H1N1 vaccination clinics open today in the Halifax Regional Municipality, but only for some of those at highest risk.

Provincial health officials announced Friday they were limiting flu shots to high-risk groups. The Capital District Health Authority was planning to open clinics to the general public today, but those plans were changed because of a looming shortage of vaccine. Instead, only pregnant women and children between the ages of six and 69 months (birth dates of Dec. 1, 2004 to May 1, 2009) can get the vaccine at four clinics in the Halifax region.

The province made repeated pleas for healthy Nova Scotians to wait two weeks before getting vaccinated, but when the first clinics opened last week in Truro and Elmsdale, they were overwhelmed.

The province’s chief medical officer Dr. Robert Strang said health officials hadn’t expected vans of people to drive from Halifax to get immunized.

Strang said Friday it's now necessary to restrict the limited early supplies of vaccine to high-risk groups.

“I'm asking all other groups to wait,” Strang said. “We will be assessing our vaccine supply on an ongoing basis and we will offer immunization to other groups based on their risk as vaccine supply allows.”

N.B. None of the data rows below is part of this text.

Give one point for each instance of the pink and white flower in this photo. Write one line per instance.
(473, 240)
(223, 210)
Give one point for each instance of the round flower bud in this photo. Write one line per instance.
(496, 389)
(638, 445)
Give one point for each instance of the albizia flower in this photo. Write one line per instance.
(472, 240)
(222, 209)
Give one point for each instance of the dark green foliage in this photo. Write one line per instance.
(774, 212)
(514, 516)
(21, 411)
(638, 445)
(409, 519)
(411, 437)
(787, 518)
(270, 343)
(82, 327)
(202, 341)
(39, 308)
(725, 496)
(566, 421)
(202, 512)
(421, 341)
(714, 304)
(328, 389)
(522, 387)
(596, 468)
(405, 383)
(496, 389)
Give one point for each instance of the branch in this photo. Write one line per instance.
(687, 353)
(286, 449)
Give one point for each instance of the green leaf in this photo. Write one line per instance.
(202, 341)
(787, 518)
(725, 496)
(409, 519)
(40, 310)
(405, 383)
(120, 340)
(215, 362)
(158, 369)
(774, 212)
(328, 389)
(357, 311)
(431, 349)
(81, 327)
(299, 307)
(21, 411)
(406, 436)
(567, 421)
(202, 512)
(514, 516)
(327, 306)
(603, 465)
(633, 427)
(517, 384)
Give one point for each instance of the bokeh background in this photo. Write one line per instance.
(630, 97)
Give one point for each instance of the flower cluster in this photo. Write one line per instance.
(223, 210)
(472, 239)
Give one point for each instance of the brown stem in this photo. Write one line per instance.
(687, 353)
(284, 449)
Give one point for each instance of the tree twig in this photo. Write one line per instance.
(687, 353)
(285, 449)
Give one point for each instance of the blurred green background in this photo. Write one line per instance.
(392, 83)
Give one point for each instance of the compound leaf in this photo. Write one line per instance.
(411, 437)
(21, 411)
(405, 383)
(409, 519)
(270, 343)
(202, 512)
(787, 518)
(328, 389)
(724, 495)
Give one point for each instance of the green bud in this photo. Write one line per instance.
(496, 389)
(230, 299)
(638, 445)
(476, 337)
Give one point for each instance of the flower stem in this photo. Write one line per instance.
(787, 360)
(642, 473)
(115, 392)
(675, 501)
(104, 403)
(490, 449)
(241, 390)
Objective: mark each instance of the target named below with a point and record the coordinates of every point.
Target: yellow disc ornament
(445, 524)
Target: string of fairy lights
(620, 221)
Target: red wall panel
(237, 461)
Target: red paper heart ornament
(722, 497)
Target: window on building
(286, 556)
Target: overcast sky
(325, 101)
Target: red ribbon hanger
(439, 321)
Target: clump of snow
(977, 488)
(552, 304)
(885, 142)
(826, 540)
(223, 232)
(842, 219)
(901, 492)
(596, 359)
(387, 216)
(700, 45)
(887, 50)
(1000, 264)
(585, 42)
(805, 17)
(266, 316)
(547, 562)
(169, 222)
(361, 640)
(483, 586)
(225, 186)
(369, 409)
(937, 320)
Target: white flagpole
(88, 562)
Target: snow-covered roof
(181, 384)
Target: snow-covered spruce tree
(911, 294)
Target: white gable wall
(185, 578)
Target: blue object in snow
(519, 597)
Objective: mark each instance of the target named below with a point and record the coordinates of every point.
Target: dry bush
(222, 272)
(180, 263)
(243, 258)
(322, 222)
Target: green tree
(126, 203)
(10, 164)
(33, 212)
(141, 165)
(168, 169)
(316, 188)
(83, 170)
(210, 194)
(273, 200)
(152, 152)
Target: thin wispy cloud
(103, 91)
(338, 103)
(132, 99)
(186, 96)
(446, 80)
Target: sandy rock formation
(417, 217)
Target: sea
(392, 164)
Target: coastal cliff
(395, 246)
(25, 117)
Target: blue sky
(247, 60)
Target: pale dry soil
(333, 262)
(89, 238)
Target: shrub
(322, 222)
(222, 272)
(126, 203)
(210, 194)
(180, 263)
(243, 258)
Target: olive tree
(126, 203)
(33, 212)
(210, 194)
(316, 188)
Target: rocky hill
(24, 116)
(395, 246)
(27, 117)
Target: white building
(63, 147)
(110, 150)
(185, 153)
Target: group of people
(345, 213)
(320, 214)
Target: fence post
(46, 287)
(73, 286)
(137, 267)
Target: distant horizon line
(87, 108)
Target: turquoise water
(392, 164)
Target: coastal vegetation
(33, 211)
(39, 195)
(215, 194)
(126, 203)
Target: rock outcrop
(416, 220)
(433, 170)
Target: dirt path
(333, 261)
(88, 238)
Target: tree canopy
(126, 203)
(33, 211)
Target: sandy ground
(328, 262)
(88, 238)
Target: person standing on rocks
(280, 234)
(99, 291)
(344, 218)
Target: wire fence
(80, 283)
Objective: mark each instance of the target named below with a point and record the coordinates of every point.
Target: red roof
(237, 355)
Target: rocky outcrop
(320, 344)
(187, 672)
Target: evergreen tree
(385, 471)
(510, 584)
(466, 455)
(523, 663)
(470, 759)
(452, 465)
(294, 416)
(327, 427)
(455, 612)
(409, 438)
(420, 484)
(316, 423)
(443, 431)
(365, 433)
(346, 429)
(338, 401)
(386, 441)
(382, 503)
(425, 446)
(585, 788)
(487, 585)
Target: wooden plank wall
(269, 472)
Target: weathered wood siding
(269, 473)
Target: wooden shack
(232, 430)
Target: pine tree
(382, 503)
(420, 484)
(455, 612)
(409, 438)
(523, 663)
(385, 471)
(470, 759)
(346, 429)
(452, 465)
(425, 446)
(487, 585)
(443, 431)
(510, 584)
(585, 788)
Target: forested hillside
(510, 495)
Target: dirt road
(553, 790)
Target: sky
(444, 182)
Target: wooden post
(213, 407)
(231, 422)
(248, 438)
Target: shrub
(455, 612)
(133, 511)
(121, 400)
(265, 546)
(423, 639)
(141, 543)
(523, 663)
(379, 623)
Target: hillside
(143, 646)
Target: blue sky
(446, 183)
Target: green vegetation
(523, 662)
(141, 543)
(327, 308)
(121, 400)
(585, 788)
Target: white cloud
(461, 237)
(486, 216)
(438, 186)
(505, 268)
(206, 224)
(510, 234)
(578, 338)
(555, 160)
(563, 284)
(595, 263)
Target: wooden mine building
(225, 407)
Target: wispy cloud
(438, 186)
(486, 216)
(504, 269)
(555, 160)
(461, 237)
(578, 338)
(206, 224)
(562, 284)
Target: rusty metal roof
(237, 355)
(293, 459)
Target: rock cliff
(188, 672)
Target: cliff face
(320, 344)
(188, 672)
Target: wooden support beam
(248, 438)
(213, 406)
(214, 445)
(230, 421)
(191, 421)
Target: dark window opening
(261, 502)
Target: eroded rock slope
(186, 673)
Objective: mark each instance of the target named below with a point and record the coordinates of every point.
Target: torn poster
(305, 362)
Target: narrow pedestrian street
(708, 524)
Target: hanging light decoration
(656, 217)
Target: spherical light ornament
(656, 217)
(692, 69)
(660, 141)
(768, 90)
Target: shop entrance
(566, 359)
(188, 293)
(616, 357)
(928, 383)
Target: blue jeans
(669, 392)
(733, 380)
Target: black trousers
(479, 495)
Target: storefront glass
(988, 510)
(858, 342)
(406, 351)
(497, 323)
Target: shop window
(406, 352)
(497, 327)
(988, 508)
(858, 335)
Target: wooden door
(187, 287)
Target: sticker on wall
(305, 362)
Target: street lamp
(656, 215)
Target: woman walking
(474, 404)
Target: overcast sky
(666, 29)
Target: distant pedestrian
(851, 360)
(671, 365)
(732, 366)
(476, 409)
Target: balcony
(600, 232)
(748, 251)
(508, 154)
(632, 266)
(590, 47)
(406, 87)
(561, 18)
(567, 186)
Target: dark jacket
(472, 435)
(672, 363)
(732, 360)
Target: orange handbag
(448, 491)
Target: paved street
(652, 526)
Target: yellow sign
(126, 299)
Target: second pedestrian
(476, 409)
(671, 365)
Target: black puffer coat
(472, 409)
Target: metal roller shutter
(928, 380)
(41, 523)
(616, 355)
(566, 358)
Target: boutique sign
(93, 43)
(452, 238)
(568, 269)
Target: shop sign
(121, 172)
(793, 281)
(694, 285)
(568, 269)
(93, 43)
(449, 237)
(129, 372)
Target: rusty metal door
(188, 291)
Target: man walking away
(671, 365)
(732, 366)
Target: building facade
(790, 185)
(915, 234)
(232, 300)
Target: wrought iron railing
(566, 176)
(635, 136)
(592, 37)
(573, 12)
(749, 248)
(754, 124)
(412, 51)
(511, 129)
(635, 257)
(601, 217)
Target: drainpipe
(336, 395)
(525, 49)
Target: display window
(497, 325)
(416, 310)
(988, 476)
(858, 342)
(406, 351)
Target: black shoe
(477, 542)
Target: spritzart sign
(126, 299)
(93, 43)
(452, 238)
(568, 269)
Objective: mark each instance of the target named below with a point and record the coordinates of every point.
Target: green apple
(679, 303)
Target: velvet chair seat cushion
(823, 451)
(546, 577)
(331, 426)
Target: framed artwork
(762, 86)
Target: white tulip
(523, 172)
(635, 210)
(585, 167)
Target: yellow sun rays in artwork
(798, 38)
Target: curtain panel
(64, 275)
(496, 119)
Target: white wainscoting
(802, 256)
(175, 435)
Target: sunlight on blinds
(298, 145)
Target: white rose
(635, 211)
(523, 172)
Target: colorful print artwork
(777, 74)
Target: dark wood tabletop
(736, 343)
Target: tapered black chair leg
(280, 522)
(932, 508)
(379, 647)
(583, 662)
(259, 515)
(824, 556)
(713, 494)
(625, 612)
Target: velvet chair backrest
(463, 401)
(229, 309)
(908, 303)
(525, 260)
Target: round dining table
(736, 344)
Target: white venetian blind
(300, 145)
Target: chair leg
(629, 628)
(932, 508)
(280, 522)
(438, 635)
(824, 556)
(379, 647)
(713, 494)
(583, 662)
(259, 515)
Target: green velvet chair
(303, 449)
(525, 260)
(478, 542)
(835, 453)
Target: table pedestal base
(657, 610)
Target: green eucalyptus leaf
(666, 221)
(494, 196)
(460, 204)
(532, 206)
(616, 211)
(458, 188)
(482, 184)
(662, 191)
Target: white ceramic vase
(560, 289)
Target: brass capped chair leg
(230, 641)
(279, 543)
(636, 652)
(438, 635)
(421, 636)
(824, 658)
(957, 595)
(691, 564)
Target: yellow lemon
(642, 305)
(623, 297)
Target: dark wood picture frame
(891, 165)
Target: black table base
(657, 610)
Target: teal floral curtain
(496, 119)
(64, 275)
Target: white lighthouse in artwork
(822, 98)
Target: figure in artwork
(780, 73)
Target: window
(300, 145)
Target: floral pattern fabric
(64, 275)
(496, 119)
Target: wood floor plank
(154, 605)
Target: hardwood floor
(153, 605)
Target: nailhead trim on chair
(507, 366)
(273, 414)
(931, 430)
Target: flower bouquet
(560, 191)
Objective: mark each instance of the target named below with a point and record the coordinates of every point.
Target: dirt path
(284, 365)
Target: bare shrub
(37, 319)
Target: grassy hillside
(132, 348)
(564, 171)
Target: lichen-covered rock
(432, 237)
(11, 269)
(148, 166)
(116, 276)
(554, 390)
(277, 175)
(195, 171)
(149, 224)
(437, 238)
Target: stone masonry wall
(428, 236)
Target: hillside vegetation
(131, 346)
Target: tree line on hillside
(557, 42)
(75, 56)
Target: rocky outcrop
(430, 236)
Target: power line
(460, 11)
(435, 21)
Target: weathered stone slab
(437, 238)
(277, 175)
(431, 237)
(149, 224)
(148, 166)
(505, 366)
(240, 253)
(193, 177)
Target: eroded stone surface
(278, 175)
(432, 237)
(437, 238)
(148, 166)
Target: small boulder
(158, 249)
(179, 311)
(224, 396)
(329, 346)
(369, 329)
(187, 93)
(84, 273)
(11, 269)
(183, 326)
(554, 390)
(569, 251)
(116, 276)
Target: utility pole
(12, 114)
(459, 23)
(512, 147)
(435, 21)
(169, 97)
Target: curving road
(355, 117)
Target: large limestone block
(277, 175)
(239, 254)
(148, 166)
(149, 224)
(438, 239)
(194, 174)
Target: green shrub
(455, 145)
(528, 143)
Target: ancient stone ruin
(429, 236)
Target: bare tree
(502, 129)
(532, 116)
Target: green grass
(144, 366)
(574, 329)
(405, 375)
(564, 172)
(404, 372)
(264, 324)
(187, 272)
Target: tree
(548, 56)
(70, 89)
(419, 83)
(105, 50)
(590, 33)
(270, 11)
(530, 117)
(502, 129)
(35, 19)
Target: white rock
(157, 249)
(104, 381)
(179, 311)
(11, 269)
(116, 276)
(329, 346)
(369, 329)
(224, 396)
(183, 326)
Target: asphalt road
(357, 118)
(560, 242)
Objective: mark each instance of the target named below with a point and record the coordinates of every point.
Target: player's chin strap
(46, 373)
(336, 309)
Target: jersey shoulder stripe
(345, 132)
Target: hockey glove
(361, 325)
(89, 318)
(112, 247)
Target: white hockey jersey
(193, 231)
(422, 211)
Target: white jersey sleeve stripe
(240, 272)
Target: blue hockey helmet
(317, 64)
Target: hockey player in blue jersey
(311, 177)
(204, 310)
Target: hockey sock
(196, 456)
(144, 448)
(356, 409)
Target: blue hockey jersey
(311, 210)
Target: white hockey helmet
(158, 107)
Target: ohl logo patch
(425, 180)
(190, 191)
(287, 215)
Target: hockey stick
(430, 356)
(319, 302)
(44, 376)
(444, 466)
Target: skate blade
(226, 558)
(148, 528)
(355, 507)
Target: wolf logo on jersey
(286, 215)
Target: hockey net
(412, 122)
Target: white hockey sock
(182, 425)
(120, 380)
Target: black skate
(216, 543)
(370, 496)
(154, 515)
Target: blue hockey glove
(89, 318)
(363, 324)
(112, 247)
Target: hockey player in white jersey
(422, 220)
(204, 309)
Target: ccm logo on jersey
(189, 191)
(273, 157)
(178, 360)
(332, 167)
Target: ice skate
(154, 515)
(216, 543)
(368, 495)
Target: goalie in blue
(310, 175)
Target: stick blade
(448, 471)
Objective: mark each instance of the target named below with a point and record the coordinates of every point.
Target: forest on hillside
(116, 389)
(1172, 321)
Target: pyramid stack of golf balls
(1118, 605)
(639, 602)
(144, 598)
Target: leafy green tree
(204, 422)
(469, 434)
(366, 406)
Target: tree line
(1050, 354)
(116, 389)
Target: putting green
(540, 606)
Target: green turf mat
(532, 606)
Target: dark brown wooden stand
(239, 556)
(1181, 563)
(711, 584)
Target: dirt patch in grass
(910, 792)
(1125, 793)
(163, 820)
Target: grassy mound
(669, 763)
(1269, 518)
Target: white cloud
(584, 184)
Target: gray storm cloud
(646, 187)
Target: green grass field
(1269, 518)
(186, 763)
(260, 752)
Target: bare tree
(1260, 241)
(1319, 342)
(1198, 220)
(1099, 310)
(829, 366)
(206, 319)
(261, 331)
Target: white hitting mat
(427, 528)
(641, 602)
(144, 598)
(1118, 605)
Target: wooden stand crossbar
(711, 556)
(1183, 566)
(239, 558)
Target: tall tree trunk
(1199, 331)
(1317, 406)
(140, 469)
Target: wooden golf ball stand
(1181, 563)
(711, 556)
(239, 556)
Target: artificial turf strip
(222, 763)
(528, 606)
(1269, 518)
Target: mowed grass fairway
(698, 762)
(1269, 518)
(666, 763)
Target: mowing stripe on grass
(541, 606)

People in high-risk categories also include First Nations communities, and health-care workers, including family physicians, family practice nurses and pharmacists. Health Canada has begun an immunization campaign for First Nations communities, and health care workers are getting their vaccine shots internally.

Currently, Nova Scotia is receiving less vaccine than originally expected. The province has ordered 1.4 million doses of the vaccine, more than enough for every resident.

But it will take time for that full order to come through. Strang said Friday the province has received 160,000 doses and will receive more shipments on a weekly basis.

They had been expecting a shipment of more than 50,000 doses this week, but due to a problem with the manufacturer, it will now only get 12,500 shots of adjuvanted vaccine.